Foreword

Four of these seven essays were published under different titles and in earlier forms between 1999 and 2006, and a fifth appeared in Japanese translation in 2008.[1] The most recently written (“Genji and the Luck of the Sea”) dates from 2007. Its initial version, like that of all the others, has been extensively revised, re-titled, and updated for this publication.

Sympathy for Murasaki in her struggle to hold her own in her relationship with Genji inspired the opening essay and led, through analysis of Genji’s marriage to the Third Princess, to further work on that theme and others. The standpoint throughout the collection is that of a translator intensely concerned with the text both in detail and as a whole. This gives the collection no special authority, a translator’s views on a work being as debatable as anyone else’s. It simply explains the essays’ character. No suppression of the first-person pronoun can hide their personal nature.

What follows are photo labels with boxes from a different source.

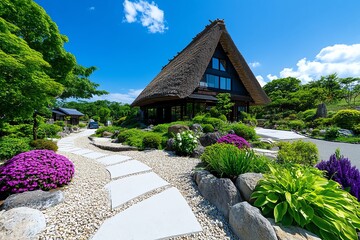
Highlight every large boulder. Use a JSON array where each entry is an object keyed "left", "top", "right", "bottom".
[
  {"left": 191, "top": 145, "right": 205, "bottom": 158},
  {"left": 3, "top": 190, "right": 64, "bottom": 210},
  {"left": 229, "top": 202, "right": 278, "bottom": 240},
  {"left": 0, "top": 207, "right": 46, "bottom": 240},
  {"left": 198, "top": 174, "right": 241, "bottom": 218},
  {"left": 268, "top": 218, "right": 321, "bottom": 240},
  {"left": 235, "top": 173, "right": 263, "bottom": 202},
  {"left": 168, "top": 124, "right": 189, "bottom": 136},
  {"left": 199, "top": 132, "right": 221, "bottom": 147}
]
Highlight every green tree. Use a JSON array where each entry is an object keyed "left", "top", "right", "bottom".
[{"left": 216, "top": 93, "right": 234, "bottom": 116}]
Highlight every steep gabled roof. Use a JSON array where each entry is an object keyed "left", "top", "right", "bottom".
[{"left": 132, "top": 20, "right": 270, "bottom": 106}]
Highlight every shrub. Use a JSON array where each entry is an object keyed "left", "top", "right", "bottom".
[
  {"left": 217, "top": 134, "right": 250, "bottom": 148},
  {"left": 38, "top": 123, "right": 62, "bottom": 138},
  {"left": 142, "top": 133, "right": 162, "bottom": 149},
  {"left": 0, "top": 137, "right": 31, "bottom": 160},
  {"left": 202, "top": 124, "right": 215, "bottom": 133},
  {"left": 289, "top": 120, "right": 305, "bottom": 131},
  {"left": 0, "top": 150, "right": 74, "bottom": 196},
  {"left": 30, "top": 139, "right": 58, "bottom": 152},
  {"left": 325, "top": 127, "right": 340, "bottom": 140},
  {"left": 333, "top": 109, "right": 360, "bottom": 130},
  {"left": 174, "top": 130, "right": 198, "bottom": 156},
  {"left": 251, "top": 166, "right": 360, "bottom": 240},
  {"left": 316, "top": 154, "right": 360, "bottom": 201},
  {"left": 227, "top": 123, "right": 257, "bottom": 141},
  {"left": 201, "top": 143, "right": 269, "bottom": 179},
  {"left": 278, "top": 140, "right": 319, "bottom": 166}
]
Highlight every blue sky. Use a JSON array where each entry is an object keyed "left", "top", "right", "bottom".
[{"left": 35, "top": 0, "right": 360, "bottom": 103}]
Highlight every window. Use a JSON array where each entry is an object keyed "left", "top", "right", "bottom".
[
  {"left": 212, "top": 57, "right": 226, "bottom": 71},
  {"left": 220, "top": 77, "right": 231, "bottom": 90},
  {"left": 200, "top": 74, "right": 231, "bottom": 90}
]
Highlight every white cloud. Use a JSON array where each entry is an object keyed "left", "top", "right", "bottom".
[
  {"left": 123, "top": 0, "right": 168, "bottom": 33},
  {"left": 272, "top": 44, "right": 360, "bottom": 83},
  {"left": 256, "top": 75, "right": 267, "bottom": 87},
  {"left": 266, "top": 74, "right": 278, "bottom": 81},
  {"left": 250, "top": 62, "right": 261, "bottom": 68},
  {"left": 90, "top": 89, "right": 143, "bottom": 104}
]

To a degree, the collection resembles a preliminary sketch for a consecutively organized book. Although edited to fit together as well as possible, these separately written essays remain imperfectly integrated and still overlap at times. They cover topics that are important and worthwhile for any reader of the tale, but they also neglect matters that deserved acknowledgment or fuller treatment. However, passing time and changed circumstances now discourage any thought of developing the sketch further. If the essays sometimes contest the views of others, such is the nature of reading and understanding. Diversity of opinion on The Tale of Genji has a long history and is inevitable.




[1] In their order here, “‘I Am I’: Genji and Murasaki,” Monumenta Nipponica 54:4 (Winter 1999); “The Possession of Ukifune,” Asiatica Venetiana 5 (2000, published May 2002); “Rivalry, Triumph, Folly, Revenge: A Plot Line through The Tale of Genji,” Journal of Japanese Studies 29:2 (Summer 2003); “Sagoromo and Hamamatsu on Genji: Eleventh-Century Tales as Commentary on Genji monogatari,” Nichibunken Japan Review 18 (2006); “Dansei no imēji o ou josei no bēru” (“Feminine Veils over Visions of the Male”), in Haruo Shirane, ed., Kaigai ni okeru Genji monogatari (Kōza Genji monogatari kenkyū 11), Benseisha, 2008.